El país no duerme bien. O al menos no como debería.
En el Perú, solo 4 de cada 10 personas logra un sueño de buena calidad, una cifra que revela un problema silencioso que afecta la salud, el rendimiento laboral y la vida cotidiana de millones de ciudadanos.
Estrés, tráfico, largas jornadas laborales y el uso constante del celular aparecen entre los principales responsables de esta crisis del descanso. Dormir mal ya no es una excepción. Se está convirtiendo en una costumbre.

Perú, un país que duerme menos de lo necesario
Diversos especialistas advierten que el sueño es uno de los pilares de la salud, junto con la alimentación y la actividad física. Sin embargo, la realidad peruana muestra que muchas personas no alcanzan el descanso que el cuerpo necesita.
La Organización Mundial de la Salud recomienda que los adultos duerman entre 7 y 8 horas diarias para mantener un funcionamiento adecuado del organismo.

Pero en la práctica, gran parte de la población duerme menos de ese tiempo. El problema no es solo la cantidad de horas. También la calidad del descanso.
Eduardo Bazán, médico somnólogo, advierte que la vida moderna ha cambiado los hábitos nocturnos: el estrés laboral, las largas jornadas de trabajo, el tráfico en las grandes ciudades y la exposición constante a dispositivos electrónicos están alterando los ritmos naturales del sueño.
El resultado es un país con una creciente «deuda de sueño».

El enemigo está en el bolsillo… y se salta a la cama
El celular se ha convertido en uno de los principales disruptores del descanso.
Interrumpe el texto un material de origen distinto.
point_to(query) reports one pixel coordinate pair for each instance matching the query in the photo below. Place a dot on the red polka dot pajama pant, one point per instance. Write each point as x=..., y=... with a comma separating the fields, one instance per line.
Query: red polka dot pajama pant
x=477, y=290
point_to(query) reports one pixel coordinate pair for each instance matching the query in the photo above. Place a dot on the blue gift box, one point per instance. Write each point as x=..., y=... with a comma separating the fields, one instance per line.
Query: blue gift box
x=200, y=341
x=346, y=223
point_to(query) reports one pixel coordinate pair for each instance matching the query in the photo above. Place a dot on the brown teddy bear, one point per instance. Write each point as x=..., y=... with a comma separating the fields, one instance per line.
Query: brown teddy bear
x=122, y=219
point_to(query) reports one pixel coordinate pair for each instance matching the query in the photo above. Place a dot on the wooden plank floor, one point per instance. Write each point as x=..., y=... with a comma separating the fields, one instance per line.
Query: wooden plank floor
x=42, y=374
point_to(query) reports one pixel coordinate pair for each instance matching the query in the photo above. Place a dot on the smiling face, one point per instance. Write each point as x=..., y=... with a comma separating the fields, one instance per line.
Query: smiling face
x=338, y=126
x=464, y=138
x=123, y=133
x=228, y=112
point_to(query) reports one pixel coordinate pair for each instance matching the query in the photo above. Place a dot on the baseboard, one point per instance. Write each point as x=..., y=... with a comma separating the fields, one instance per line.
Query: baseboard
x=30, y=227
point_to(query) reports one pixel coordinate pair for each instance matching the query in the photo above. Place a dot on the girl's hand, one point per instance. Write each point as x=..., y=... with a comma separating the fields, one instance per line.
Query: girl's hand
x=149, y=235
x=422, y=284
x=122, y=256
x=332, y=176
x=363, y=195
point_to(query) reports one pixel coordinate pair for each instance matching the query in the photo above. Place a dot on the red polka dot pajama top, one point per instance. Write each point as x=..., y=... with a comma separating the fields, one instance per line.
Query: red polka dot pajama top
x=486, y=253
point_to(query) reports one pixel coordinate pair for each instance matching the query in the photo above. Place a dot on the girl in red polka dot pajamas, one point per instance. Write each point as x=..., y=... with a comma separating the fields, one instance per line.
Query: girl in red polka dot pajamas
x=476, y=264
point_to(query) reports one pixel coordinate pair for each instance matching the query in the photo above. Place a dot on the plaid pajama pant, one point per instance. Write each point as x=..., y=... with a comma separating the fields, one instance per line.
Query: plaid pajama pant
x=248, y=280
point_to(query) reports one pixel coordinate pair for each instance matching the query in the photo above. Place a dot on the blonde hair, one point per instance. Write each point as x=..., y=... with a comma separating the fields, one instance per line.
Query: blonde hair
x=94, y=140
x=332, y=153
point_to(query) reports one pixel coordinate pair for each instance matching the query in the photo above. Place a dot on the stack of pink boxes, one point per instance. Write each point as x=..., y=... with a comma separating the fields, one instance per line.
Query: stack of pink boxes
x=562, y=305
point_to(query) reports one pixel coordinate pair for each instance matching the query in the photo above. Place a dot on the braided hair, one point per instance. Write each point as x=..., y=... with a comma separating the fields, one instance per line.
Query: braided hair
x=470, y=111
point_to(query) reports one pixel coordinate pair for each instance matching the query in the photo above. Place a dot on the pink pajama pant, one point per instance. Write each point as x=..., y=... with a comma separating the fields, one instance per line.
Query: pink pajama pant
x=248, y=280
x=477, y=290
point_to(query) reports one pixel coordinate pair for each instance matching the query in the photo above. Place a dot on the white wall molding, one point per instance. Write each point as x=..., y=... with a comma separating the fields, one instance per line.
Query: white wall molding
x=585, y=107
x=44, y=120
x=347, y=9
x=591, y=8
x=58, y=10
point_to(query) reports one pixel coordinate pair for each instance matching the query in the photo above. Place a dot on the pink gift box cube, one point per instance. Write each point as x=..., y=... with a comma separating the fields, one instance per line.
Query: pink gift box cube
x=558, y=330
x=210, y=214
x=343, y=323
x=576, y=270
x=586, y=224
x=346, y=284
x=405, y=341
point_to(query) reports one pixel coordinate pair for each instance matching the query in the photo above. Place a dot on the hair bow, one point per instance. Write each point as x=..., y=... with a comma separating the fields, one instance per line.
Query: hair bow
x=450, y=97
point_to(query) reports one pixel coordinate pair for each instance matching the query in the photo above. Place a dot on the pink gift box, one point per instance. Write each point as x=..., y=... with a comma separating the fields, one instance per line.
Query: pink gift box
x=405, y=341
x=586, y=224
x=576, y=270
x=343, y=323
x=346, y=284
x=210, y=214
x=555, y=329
La luz azul de las pantallas retrasa la producción de melatonina, la hormona que regula el sueño. El cerebro, en lugar de prepararse para descansar, permanece activo.
A eso se suma otro hábito frecuente: revisar redes sociales o responder mensajes antes de dormir. Lo que debería ser un momento de desconexión termina convirtiéndose en una extensión del día laboral o social.

Las consecuencias para la salud
Dormir mal no solo provoca cansancio. También puede desencadenar problemas más serios.
La falta de sueño profundo está asociada con enfermedades como hipertensión, obesidad, diabetes y problemas cardiovasculares. Dormir bien no es un lujo. Es una necesidad biológica.
Además, afecta funciones clave del organismo:
- Reduce la capacidad de concentración.
- Disminuye el rendimiento laboral y académico.
- Aumenta la irritabilidad y el estrés.
- Eleva el riesgo de accidentes.

El estrés y tráfico que no deja descansar
El estilo de vida actual también pesa. El estrés cotidiano —provocado por el trabajo, los problemas económicos o la presión social— mantiene al cerebro en estado de alerta incluso cuando llega la noche.
En ciudades con tráfico intenso y jornadas laborales largas, como Lima y Trujillo, muchas personas pasan varias horas al día desplazándose, lo que reduce aún más el tiempo disponible para descansar.

La consecuencia es una rutina repetida: acostarse tarde y levantarse temprano.
Dormir mejor: una tarea pendiente
Frente a este panorama, los especialistas recomiendan mejorar la llamada higiene del sueño, un conjunto de hábitos destinados a favorecer un descanso reparador.
Entre las principales recomendaciones destacan:
- Mantener horarios regulares para dormir.
- Evitar pantallas antes de acostarse.
- Reducir el consumo de cafeína por la noche.
- Realizar actividad física durante el día.
- Crear un ambiente oscuro y silencioso para dormir.

Pequeños cambios que pueden marcar una gran diferencia. Porque, aunque muchas veces se subestime, dormir bien no es perder el tiempo. Es una inversión directa en la salud.